It was incredibly traumatic, and it tore my family apart in the most complete manner imaginable. I’ve not spoken to my stepfather since a fight not long after. I’ve gone so far as refusing birthday gifts from him to my children. We’ve not been in the same town at the same time since that fight. It was, in short, a doozy.
Until this past weekend. Obviously, he would attend my little sister’s wedding. Obviously, I would attend my little sister’s wedding. I decided early on that I wouldn’t try to instigate a fight, and I wouldn’t bring up old grievances. I didn’t want to blemish my little sister’s memories of her wedding in any way.
We gave each other space, and lots of it, for several hours. Then my daughter, all 24 pounds of her, decided that there was a new person that she wanted to say hello to, and she did it with enthusiasm. She ran up to him, legs pumping, and proceeded to fawn over him for several hours. He and I sat in some Adirondack chairs, overlooking a sloping hill that leads down to the valley underneath Killington resort, and talked like men do. Which is to say that we didn’t say much. We spoke about my two children, A and M. We spoke about cars and their repairs. We spoke about the alcohol we were drinking. We spoke about the weather on the little bluff we were sitting on. We spoke about very little, but everything we spoke about was bucolic and nice. We spoke, quietly, slowly, and often without actual speech, until the sun went down, and long after.

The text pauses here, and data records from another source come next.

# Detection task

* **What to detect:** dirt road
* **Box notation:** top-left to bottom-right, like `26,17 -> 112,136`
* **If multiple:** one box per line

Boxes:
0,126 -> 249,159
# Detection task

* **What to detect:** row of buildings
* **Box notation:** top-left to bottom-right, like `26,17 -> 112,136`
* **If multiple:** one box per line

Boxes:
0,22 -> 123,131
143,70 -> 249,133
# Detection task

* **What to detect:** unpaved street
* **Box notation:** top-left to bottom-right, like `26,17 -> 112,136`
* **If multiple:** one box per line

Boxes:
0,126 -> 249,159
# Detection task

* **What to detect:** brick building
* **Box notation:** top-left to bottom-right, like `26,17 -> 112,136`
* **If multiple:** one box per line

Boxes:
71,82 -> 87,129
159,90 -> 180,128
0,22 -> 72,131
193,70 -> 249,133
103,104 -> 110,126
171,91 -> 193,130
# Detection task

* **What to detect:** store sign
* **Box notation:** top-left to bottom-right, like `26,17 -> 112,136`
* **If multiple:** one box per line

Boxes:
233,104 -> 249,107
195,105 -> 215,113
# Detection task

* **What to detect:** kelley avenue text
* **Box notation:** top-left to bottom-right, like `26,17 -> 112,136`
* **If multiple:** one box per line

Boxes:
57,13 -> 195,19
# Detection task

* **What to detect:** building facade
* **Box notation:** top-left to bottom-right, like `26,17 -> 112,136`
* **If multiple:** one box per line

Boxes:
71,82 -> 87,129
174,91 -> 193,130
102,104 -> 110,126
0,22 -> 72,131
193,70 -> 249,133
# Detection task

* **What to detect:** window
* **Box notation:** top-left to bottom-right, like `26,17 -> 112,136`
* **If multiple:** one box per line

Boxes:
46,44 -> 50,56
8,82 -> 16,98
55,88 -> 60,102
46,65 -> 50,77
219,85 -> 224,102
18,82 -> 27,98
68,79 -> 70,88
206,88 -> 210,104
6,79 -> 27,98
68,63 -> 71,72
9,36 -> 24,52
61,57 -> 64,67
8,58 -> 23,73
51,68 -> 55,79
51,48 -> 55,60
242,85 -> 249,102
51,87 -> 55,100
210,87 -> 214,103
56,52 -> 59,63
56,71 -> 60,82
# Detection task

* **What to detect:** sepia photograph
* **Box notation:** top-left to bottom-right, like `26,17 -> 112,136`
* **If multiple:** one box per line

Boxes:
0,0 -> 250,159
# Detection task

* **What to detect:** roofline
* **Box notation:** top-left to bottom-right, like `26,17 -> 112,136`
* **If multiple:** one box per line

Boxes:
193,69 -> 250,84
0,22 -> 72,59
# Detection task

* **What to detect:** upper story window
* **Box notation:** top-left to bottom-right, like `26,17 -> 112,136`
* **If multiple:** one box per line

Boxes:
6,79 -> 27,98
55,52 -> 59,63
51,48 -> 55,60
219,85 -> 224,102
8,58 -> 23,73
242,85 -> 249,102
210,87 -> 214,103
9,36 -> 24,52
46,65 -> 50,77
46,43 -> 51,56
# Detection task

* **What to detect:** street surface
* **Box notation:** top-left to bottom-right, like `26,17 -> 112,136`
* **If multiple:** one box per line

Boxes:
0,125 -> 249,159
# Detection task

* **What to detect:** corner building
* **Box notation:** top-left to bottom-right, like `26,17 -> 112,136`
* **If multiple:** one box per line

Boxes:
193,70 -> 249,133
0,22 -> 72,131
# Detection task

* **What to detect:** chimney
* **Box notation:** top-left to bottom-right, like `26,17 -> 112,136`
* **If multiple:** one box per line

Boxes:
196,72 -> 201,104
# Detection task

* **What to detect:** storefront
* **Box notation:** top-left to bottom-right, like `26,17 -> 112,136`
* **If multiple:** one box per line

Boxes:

The next morning, we had breakfast together as a family. Both of my sisters and their families. My family. And my step father, a man that I spent so many years hating that I had forgotten how good it was to talk to him.
Here’s to you, Papa. It’s good to talk to you.
This post just gave me chills, wow.
Thanks. It is my first post on this platform, but it is a true story. It was five years of absolutely no contact between the two of us, using the my two sisters as proxies if messages absolutely needed to be transfered between the two of us.